25 March 2013

John 12:1-11

"Mary took a pound of costly perfume, made of pure nard, anointed Jesus' feet, and wiped them with her hair." (v. 3)


This passage describes perhaps the most extravagantly beautiful moment in Jesus' life. He had called round for a relaxing dinner with his good friends Mary, Martha and Lazarus. But during dinner Mary did a very surprising thing: she washed Jesus' feet with some very expensive perfume.

This was an extraordinary act of love and intimacy. Mary, a vulnerable woman, touched the feet of an incredibly powerful man. The touch was both intimate and public. In the middle of dinner Mary was acting out the ritual of preparing a body for burial. She knew Jesus was going to die, a truth even his closest male followers were determined to deny.
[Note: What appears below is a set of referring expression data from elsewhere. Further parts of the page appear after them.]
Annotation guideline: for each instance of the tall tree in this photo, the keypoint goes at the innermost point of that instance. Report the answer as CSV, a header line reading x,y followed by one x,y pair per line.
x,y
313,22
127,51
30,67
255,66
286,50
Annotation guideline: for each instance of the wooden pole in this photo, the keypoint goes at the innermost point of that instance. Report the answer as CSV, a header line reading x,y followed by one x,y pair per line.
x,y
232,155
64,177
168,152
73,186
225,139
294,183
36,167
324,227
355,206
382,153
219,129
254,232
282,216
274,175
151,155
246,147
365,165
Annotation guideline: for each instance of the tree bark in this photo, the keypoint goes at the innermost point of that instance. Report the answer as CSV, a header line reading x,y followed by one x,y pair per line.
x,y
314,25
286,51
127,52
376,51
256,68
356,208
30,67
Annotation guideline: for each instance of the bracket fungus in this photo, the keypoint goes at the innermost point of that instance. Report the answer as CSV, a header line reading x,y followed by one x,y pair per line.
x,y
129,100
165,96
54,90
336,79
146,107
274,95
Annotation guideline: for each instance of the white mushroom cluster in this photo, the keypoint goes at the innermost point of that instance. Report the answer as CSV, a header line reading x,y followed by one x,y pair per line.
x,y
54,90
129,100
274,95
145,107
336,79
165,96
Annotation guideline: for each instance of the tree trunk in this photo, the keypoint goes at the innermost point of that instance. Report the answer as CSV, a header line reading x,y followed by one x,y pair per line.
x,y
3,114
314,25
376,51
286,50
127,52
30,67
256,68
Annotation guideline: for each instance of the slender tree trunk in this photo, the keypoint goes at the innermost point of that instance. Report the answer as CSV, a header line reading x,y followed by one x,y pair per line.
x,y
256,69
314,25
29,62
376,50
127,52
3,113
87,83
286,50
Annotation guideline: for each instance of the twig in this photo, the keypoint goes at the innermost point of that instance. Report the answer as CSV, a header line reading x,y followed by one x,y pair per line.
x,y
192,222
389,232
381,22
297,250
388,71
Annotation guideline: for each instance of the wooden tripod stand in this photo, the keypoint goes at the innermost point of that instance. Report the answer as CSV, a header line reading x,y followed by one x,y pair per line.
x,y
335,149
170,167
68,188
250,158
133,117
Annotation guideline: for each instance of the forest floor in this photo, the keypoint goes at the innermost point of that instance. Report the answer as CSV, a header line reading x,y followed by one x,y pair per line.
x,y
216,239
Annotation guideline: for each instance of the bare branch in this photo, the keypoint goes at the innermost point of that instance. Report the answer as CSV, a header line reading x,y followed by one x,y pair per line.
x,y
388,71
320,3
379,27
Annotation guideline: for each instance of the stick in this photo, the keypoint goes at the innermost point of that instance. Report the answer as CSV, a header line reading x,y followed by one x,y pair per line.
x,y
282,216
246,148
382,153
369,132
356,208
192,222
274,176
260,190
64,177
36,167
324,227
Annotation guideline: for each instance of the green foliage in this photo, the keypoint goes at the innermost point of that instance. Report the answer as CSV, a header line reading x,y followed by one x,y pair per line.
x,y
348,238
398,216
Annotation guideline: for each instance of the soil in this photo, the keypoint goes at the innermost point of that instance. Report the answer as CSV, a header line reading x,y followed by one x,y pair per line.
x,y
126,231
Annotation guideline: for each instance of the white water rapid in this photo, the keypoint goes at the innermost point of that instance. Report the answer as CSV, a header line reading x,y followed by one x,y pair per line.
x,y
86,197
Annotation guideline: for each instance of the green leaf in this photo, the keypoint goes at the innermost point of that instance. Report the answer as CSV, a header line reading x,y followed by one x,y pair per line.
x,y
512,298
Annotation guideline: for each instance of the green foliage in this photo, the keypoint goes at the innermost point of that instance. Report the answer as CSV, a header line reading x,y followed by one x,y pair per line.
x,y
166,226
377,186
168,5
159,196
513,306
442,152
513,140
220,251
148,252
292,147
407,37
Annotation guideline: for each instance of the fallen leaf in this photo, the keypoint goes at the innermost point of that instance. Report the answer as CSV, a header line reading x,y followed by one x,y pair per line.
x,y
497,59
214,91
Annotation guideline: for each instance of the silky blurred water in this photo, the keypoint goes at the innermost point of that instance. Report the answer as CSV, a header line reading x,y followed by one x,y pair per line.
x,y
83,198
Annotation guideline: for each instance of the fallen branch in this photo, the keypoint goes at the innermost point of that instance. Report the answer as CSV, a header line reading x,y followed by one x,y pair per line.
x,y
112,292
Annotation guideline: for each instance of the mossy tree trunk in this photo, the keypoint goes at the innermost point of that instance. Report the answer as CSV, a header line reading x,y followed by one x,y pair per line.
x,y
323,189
This was an act of extreme extravagance. The perfume was worth a year's wages. According to Judas, that money could have been given to the poor (verse 5). Judas paints a picture of a world where resources are scarce and if we were better at sharing the problem of poverty will be solved. For him, washing a man's feet with expensive perfume is wasteful.

Jesus does not share that point of view. He does not live in a world of scarcity, but one where God's love is freely available to everyone and in vast quantities. For Jesus, Mary's extravagance is like God's extravagant gesture of sending Jesus into the world to live as a human being.
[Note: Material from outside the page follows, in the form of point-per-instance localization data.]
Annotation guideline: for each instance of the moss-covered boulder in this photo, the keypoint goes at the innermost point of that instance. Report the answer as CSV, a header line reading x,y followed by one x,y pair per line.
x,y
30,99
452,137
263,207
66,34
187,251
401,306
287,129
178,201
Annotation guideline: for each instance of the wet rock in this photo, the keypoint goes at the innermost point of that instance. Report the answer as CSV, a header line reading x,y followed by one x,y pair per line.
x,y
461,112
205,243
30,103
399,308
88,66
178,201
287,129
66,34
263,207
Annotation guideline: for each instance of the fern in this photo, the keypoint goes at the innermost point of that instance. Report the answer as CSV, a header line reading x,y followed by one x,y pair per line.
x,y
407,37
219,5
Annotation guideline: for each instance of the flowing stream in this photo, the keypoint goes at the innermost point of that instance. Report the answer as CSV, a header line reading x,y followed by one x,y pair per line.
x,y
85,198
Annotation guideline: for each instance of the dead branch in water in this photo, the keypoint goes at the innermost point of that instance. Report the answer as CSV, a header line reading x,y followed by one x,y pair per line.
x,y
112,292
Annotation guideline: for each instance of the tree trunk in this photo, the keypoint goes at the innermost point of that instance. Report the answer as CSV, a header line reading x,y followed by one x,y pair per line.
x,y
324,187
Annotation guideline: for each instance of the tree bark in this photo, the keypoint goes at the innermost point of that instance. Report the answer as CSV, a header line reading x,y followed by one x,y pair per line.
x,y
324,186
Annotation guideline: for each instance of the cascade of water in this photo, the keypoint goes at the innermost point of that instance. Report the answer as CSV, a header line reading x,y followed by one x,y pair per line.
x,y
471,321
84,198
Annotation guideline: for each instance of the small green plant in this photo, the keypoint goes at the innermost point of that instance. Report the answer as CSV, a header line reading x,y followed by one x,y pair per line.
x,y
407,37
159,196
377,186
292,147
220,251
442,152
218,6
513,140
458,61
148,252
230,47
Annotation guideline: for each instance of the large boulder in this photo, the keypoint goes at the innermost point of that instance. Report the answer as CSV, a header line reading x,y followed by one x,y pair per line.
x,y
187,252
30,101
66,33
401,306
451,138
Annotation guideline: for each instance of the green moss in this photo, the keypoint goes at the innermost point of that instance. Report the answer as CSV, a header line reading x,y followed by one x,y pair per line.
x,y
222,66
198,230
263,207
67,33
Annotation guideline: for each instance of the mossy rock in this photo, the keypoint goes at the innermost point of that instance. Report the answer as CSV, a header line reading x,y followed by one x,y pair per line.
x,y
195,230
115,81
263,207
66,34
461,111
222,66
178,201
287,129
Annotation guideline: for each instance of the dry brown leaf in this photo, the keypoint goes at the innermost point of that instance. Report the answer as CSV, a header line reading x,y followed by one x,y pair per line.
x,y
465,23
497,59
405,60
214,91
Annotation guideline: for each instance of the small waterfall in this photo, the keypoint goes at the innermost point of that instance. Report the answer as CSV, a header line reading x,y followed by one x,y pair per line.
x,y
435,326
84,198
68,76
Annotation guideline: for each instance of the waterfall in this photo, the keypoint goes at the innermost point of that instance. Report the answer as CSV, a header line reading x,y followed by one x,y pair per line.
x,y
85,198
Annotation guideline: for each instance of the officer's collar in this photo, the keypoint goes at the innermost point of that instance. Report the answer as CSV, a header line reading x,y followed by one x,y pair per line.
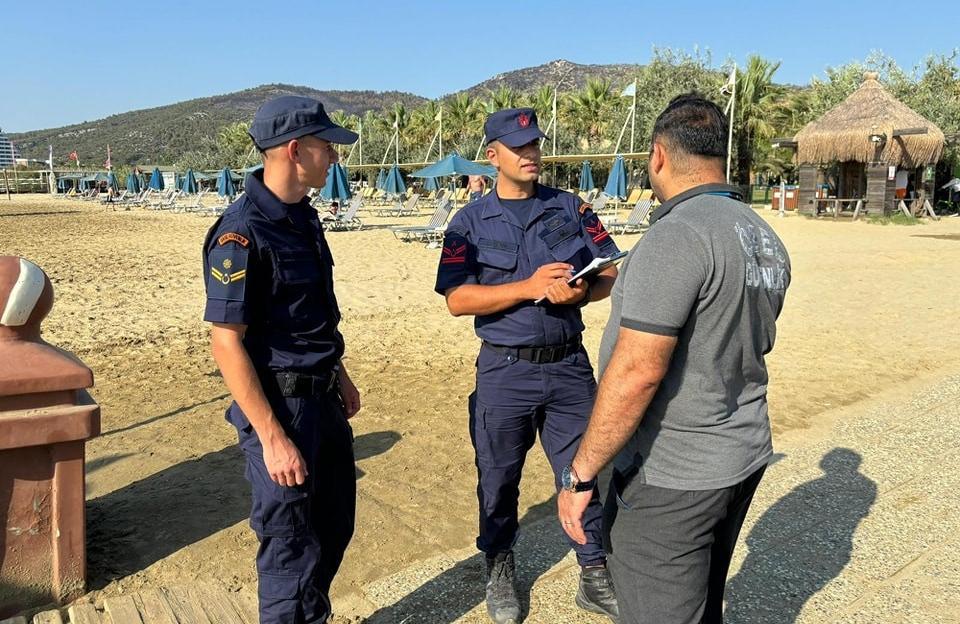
x,y
704,189
269,204
493,208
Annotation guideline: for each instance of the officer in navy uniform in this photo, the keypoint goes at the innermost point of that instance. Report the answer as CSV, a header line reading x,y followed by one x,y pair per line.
x,y
269,282
501,253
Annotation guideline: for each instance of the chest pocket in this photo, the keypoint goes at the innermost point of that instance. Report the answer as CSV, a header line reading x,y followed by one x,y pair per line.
x,y
564,240
296,266
497,260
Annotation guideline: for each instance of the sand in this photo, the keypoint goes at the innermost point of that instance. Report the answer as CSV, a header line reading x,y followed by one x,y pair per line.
x,y
871,307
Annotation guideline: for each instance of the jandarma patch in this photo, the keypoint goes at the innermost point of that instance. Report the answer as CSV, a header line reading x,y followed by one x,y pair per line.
x,y
233,237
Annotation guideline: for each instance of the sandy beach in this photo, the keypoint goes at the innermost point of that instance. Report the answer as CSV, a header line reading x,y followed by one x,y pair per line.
x,y
871,309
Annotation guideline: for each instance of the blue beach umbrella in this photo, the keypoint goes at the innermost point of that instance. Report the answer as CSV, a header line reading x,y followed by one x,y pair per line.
x,y
336,186
225,187
617,182
586,177
188,184
393,184
156,179
454,165
133,184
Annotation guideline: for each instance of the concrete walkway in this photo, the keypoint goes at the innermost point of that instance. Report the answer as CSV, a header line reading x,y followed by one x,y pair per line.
x,y
857,521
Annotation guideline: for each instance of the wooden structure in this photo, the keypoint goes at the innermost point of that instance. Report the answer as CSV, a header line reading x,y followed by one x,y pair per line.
x,y
866,141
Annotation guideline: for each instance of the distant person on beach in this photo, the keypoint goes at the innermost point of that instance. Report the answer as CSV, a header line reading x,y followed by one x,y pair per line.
x,y
520,243
682,406
269,279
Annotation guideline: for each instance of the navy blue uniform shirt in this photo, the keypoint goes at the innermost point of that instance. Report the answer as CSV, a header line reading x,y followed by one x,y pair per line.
x,y
267,266
488,244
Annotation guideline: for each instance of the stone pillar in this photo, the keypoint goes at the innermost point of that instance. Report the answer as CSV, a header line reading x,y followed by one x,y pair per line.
x,y
46,416
807,190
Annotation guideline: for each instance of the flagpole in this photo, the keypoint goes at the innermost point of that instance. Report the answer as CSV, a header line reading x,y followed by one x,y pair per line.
x,y
733,105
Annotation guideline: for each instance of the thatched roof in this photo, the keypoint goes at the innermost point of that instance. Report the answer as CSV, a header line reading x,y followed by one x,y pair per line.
x,y
843,133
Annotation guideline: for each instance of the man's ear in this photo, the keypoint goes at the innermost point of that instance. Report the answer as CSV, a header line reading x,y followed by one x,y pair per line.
x,y
658,158
293,151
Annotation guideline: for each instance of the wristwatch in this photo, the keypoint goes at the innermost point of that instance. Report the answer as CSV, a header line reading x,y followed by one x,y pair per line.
x,y
570,482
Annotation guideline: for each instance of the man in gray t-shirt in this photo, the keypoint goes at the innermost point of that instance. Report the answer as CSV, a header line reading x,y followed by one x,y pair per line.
x,y
682,404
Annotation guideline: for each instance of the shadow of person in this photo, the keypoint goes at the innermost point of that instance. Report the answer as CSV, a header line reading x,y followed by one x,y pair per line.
x,y
801,543
148,520
456,591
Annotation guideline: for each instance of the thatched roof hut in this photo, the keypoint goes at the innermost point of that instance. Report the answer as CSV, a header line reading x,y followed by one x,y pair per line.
x,y
844,132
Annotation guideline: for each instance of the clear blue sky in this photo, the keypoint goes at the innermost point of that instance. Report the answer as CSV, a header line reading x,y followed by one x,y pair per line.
x,y
74,61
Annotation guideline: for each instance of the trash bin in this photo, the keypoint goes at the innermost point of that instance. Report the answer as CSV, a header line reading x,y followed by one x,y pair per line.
x,y
46,416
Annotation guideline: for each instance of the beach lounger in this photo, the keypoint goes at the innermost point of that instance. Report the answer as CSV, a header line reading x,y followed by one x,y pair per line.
x,y
401,209
345,219
635,221
424,233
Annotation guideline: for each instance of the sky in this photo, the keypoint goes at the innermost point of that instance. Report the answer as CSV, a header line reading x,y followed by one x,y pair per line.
x,y
80,61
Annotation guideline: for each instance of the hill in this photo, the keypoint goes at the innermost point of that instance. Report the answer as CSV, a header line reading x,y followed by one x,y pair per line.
x,y
160,135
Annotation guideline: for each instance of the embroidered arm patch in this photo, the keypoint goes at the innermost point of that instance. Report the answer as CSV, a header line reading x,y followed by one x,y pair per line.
x,y
227,275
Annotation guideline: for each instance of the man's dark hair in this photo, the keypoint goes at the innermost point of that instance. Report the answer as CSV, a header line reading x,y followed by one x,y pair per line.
x,y
693,125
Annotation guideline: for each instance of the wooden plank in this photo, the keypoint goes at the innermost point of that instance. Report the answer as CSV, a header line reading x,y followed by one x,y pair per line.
x,y
48,617
154,607
247,604
185,608
216,605
83,613
121,610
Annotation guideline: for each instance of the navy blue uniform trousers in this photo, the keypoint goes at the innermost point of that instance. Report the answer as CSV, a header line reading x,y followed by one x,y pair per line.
x,y
514,400
303,530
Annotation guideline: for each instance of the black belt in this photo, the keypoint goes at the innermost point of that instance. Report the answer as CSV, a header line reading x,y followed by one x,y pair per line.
x,y
539,355
293,384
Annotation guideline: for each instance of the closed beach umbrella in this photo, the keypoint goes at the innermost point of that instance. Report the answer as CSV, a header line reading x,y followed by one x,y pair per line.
x,y
156,179
225,187
189,182
586,177
394,185
336,186
617,182
133,184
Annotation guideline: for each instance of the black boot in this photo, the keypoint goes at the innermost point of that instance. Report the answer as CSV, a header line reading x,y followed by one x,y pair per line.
x,y
596,593
502,603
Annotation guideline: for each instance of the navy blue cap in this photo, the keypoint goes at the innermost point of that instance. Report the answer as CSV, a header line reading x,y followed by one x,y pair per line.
x,y
513,127
290,117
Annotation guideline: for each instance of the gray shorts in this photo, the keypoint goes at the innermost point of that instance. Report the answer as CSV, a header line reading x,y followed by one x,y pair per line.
x,y
669,550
The world's problem is not scarcity, it is sin. And scarcity is created by sin. Because of sin, no matter how abundant the world's resources are some will still not have shelter and enough food. Mary demonstrated that giving to the poor was not enough. She understands that what was needed was transformation of self and of the world and this transformation will happen through Jesus' death.
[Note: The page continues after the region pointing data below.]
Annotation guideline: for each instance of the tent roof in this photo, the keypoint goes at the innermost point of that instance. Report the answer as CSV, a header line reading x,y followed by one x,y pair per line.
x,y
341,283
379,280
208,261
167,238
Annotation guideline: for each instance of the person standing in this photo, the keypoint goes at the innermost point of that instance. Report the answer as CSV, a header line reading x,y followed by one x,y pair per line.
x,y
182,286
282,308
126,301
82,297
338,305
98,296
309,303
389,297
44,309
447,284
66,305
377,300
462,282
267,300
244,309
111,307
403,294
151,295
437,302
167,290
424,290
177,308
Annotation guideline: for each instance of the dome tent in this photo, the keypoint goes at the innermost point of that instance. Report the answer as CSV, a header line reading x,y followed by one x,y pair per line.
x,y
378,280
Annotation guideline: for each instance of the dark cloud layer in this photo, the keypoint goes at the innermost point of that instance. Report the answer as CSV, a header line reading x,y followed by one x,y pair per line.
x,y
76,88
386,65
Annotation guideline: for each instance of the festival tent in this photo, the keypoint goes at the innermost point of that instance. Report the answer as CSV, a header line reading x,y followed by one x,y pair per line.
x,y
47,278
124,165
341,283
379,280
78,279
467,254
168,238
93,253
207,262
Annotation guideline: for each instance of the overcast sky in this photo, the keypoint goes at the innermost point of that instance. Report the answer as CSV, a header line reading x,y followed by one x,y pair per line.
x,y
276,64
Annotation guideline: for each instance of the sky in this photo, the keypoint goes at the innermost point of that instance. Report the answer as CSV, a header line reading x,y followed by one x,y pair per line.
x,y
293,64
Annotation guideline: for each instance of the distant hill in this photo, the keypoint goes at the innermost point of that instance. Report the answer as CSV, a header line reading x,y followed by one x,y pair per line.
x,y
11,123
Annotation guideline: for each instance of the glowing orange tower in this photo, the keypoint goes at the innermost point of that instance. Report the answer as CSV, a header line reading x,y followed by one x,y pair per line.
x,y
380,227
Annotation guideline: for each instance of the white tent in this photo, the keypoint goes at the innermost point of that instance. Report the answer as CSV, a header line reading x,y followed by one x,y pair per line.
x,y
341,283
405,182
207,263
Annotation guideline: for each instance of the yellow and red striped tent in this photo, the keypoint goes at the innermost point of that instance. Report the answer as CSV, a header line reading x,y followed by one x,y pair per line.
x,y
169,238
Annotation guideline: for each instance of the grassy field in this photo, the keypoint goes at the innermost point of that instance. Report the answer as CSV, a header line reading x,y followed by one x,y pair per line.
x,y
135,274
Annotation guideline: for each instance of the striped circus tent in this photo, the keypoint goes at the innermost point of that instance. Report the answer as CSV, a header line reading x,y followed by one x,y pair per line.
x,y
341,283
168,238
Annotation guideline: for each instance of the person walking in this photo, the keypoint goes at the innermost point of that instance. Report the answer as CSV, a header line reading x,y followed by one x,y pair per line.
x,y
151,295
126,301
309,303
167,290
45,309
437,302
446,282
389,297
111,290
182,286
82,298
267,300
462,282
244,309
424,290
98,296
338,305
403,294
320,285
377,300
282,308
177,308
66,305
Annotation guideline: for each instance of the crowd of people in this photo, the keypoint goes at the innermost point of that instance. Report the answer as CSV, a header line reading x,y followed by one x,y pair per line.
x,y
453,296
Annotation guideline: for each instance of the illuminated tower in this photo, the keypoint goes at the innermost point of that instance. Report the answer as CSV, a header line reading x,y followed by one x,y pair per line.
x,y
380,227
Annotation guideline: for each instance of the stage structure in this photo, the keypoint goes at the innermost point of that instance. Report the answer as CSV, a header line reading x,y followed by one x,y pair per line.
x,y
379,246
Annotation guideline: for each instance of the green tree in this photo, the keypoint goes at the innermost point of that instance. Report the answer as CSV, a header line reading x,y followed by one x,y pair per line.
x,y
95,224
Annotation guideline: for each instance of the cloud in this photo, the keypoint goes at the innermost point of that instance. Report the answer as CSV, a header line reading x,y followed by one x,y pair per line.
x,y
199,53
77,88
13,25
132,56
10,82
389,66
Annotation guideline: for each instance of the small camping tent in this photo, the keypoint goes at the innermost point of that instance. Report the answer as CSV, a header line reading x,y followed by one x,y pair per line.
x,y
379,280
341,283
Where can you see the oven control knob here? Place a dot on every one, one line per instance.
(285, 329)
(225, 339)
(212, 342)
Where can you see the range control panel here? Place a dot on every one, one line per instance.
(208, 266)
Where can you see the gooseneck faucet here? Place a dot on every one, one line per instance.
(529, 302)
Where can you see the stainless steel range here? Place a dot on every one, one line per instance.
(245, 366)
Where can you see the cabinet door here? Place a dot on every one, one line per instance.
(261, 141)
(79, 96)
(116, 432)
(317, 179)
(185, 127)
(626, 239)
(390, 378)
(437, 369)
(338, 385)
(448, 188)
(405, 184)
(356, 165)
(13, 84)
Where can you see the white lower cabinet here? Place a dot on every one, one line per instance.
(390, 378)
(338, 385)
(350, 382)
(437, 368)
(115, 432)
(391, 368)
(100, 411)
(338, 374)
There is a huge contrast between Mary and Judas in this story. Judas saw only waste in what Mary did. Mary saw the opportunity to anoint Jesus' body extravagantly in anticipation of his terrible suffering and death. What she did was truly beautiful.

To Ponder

  • In what ways can you bring beauty into the life of a person who is suffering?

Bible notes author

The Revd Diane Clutterbuck

Diane is an ordained presbyter in the Methodist Church. She works as as a coach, supervisor and trainer mainly in the public and voluntary sectors with people and organisations who are committed to growth and development.